Normal person's sexual attraction to another, the passion and love that follows are deeply associated with the intimate happiness which is determined by anatomy, physiology, living style, relationship with the other person and developmental experience throughout the life Normal sexual behaviour brings pleasure to oneself and one's partner, involves stimulation of the primary sex organs including coitus; it is devoid of inappropriate feelings of guilt or anxiety and is not compulsive.

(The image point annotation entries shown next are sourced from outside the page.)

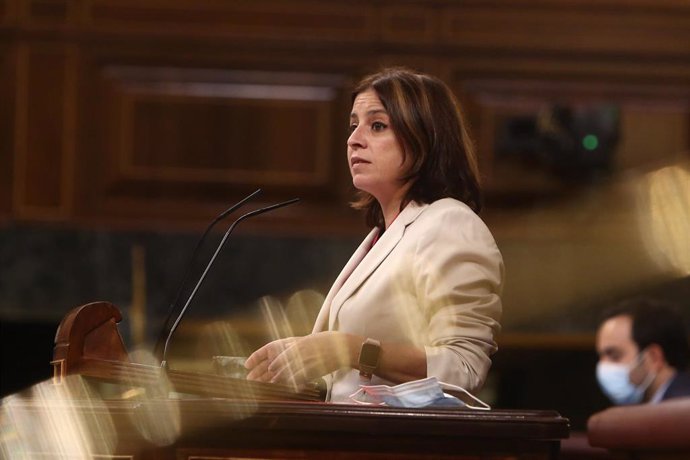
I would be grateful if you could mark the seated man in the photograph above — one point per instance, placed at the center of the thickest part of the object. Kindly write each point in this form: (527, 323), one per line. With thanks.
(643, 353)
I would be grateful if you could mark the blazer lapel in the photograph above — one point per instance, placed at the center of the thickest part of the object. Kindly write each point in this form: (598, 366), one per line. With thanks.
(322, 322)
(367, 262)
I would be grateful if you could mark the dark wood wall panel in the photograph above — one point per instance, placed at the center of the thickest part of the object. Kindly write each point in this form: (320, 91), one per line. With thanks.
(264, 20)
(160, 112)
(44, 130)
(566, 26)
(7, 107)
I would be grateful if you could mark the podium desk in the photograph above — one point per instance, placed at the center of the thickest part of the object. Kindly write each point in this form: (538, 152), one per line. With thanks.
(237, 419)
(208, 428)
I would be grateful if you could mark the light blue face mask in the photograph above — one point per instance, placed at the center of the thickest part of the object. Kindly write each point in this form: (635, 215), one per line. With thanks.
(417, 393)
(614, 380)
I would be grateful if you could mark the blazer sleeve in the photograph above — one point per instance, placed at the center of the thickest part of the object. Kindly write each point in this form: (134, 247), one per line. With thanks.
(459, 278)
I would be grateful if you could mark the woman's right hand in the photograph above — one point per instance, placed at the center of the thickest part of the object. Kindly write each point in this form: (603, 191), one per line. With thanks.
(258, 362)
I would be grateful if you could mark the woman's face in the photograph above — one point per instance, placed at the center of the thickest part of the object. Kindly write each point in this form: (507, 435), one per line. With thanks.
(374, 154)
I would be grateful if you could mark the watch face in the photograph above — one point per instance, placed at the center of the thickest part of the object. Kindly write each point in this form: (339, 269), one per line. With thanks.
(369, 354)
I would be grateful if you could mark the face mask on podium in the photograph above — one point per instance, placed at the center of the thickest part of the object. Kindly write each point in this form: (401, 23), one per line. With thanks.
(614, 380)
(417, 393)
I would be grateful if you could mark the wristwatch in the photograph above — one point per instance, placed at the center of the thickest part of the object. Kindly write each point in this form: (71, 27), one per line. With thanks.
(369, 357)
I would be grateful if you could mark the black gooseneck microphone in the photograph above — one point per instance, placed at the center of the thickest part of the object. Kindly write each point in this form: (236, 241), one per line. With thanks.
(185, 278)
(210, 263)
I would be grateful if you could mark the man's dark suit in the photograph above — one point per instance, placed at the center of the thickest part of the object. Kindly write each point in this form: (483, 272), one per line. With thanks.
(679, 387)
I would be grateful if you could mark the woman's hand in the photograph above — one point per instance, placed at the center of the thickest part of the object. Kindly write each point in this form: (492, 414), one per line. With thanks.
(299, 360)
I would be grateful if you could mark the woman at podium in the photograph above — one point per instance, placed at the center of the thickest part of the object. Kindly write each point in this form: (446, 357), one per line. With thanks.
(420, 296)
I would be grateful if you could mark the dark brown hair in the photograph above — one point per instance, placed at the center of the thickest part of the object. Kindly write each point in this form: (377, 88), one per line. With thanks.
(427, 120)
(656, 321)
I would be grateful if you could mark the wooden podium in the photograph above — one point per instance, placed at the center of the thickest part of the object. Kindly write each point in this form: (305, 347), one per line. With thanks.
(231, 419)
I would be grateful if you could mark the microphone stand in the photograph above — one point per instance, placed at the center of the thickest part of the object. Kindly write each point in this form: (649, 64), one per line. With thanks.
(164, 363)
(185, 278)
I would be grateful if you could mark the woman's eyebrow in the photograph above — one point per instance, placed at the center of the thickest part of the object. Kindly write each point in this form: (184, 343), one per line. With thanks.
(370, 113)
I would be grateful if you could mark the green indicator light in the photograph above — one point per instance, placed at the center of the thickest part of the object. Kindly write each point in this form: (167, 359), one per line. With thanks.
(590, 142)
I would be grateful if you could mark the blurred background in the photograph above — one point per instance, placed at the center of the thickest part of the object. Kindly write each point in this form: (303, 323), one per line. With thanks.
(127, 126)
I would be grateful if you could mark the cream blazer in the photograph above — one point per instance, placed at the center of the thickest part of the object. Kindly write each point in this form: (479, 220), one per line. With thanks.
(434, 280)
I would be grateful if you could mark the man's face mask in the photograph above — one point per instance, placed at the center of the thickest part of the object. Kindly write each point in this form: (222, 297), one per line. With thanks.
(417, 393)
(614, 380)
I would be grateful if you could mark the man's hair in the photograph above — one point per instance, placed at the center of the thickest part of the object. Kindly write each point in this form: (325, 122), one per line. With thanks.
(426, 119)
(659, 322)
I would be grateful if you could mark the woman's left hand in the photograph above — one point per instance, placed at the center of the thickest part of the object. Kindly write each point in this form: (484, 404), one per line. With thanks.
(299, 360)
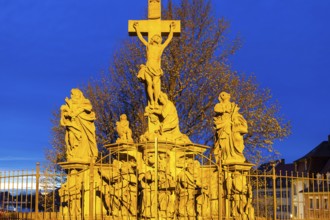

The surface of the brain is involved in controlling both sexual impulses and processing of sexual stimuli that may lead to sexual activity. In studies of young men, some areas of the brain have been found to be more active during sexual stimulation than others. Many neurotransmitters (chemicals in the brain: dopamine, epinephrine, norepinephrine, and serotonin) are produced in the brain and affect sexual function. For example, an increase in dopamine is presumed to increase libido. Serotonin, produced in the upper pons and midbrain, exerts an inhibitory effect on sexual function. Oxytocin is released with orgasm and is believed to reinforce pleasurable activities. Sexual arousal and climax are ultimately organized at the spinal level. Sensory stimuli related to sexual function are conveyed via various nerves like the pudendal, pelvic, and hypogastric nerves.
Testosterone increases libido in both men and women, although estrogen is a key factor in the lubrication involved in female arousal and may increase sensitivity in the woman to stimulation. Progesterone mildly depresses desire in men and women as do excessive prolactin and cortisol. Oxytocin is involved in pleasurable sensations during sex and is found in higher levels in men and women following orgasm.
Arousal is triggered by both psychological and physical stimuli; levels of tension are experienced both physiologically and emotionally; and, with orgasm, normally a subjective perception of a peak of physical reaction and release occurs. Psychosexual development, psychological attitudes toward sexuality, and attitudes toward one's sexual partner are directly involved with, and affect, the physiology of human sexual response. Every normal human being has four-phase sexual response cycle.
Masturbation is usually a normal precursor of object-related sexual behaviour. No other form of sexual activity has been more frequently discussed, more roundly condemned, and more universally practiced than masturbation. With the approach of puberty, the upsurge of sex hormones, and the development of secondary sex characteristics, sexual curiosity intensifies, and masturbation increases. Adolescents are physically capable of coitus and orgasm, but are usually inhibited by social restraints. The dual and often conflicting pressures of establishing their sexual identities and controlling their sexual impulses produce a strong physiological sexual tension in teenagers that demands release, and masturbation is a normal way to reduce sexual tensions. Moral taboos against masturbation have generated myths that masturbation causes mental illness or decreased sexual potency. No scientific evidence supports such claims. Masturbation is a psychopathological symptom only when it becomes a compulsion beyond a person's willful control.Then, it is a symptom of emotional disturbance, not because it is sexual but because it is compulsive. Masturbation is probably a universal aspect of psychosexual development and, in most cases, it is adaptive.